Такой принцип методологического осмысления и упорядочения представлялся мне тем более важным, что предметом изучения психиатрии был человек. От всех прочих вещей в мире человек отличается тем, что он — как целое — точно так же не может стать предметом изучения какой‑то одной науки, как им не может стать весь мир в целом. При научном познании человека познается лишь нечто в его проявлениях, но не он сам. Если кажется, что достигнуто познание человека в его тотальности, — это иллюзия, возникшая вследствие того, что один из способов рассмотрения превращен в единственный, один из методов возведен в степень универсального.

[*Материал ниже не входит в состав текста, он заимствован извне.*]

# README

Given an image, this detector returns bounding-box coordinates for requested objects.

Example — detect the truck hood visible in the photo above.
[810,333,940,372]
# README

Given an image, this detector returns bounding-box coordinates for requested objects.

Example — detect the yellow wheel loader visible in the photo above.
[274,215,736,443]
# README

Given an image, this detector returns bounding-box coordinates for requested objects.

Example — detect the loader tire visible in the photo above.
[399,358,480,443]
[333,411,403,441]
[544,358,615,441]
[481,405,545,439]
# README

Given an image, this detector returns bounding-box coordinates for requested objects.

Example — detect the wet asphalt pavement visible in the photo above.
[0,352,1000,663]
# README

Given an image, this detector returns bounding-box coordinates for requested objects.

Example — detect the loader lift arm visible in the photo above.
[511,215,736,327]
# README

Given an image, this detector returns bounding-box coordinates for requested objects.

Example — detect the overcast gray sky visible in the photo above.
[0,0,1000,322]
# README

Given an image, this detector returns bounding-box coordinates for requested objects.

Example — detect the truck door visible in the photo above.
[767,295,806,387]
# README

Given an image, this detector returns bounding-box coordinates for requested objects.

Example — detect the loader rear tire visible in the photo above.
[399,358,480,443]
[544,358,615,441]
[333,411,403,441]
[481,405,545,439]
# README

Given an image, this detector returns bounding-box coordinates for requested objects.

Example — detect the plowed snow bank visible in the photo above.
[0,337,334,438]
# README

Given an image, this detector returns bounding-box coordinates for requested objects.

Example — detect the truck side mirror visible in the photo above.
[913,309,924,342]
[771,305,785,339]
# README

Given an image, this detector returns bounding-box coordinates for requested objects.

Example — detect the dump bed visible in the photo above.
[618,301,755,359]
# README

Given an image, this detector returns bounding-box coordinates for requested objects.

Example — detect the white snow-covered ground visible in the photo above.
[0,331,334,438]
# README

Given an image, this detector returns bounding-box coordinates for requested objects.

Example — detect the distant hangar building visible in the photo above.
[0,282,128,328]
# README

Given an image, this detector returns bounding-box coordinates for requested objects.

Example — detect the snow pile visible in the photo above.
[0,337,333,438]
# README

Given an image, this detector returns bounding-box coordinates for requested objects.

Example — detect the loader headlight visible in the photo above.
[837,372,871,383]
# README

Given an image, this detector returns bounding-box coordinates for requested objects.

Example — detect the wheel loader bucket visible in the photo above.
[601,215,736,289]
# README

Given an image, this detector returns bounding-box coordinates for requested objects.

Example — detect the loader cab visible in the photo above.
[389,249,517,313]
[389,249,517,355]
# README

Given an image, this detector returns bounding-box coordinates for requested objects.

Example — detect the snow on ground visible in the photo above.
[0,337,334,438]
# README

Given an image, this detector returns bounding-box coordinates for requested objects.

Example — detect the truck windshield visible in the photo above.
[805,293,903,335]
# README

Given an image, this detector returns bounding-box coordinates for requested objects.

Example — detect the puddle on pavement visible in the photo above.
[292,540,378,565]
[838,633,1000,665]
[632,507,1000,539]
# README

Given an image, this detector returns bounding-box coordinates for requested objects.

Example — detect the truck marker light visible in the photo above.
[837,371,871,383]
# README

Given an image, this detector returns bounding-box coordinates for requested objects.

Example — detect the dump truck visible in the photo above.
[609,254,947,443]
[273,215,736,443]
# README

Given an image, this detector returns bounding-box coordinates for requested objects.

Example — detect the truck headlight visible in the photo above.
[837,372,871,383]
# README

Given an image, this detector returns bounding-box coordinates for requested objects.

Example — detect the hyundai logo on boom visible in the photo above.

Стремление делать осознанным способ научного познавания, осознать каждый из методов во всей его особости освобождает человека из плена иллюзий, будто бы он способен постичь себя в общем и целом, тотально. Избавление врача от такой иллюзии позволяет ему сохранить гуманизм, потому что не утрачивается понимание того, насколько бесконечен, неисчерпаем каждый человек в отдельности. Только и исключительно благодаря этому сохраняется столь необходимое для врача — гуманиста трепетное отношение к каждому человеку, благоговение перед ним, даже если он — душевнобольной. Надо было спасти для врача и ученого — исследователя человека — как человека уникального, неповторимого, индивидуального. Ни при каких условиях не может быть позволительным составление с помощью средств науки некой «калькуляции» человека. Каждый больной человек — как и любой человек — неисчерпаем. Компетентность науки никогда не простирается столь далеко, чтобы пропало, по меньшей мере, неясное чувство неисчерпаемости личности, во всей ее таинственности и загадочности — пусть даже эта личность выступает только как возможность, пусть даже от нее остались лишь чудесные, удивительные отсветы.

Книга, задуманная таким образом, могла, разумеется, стать неожиданностью, поразить в первом издании, но в ней неизбежны были недостатки. В последующих изданиях я сделал структуру книги более утонченной и заостренной, попытался охватить больший круг фактов. На протяжении десятилетий работа над этой книгой оставалась одним из важнейших дел моей жизни. После ее выхода я не проводил собственных психологических исследований, поскольку видел перед собой множество новых задач и жил вдали от клиники. Я только написал несколько патографий (в 1920 году— патографии Стриндберга и Ван Гога, в сопоставлении с патографиями фон Сведенборга и Гельдерлина, а в 1936 году — соответствующую главу о болезни в моей работе «Ницше»).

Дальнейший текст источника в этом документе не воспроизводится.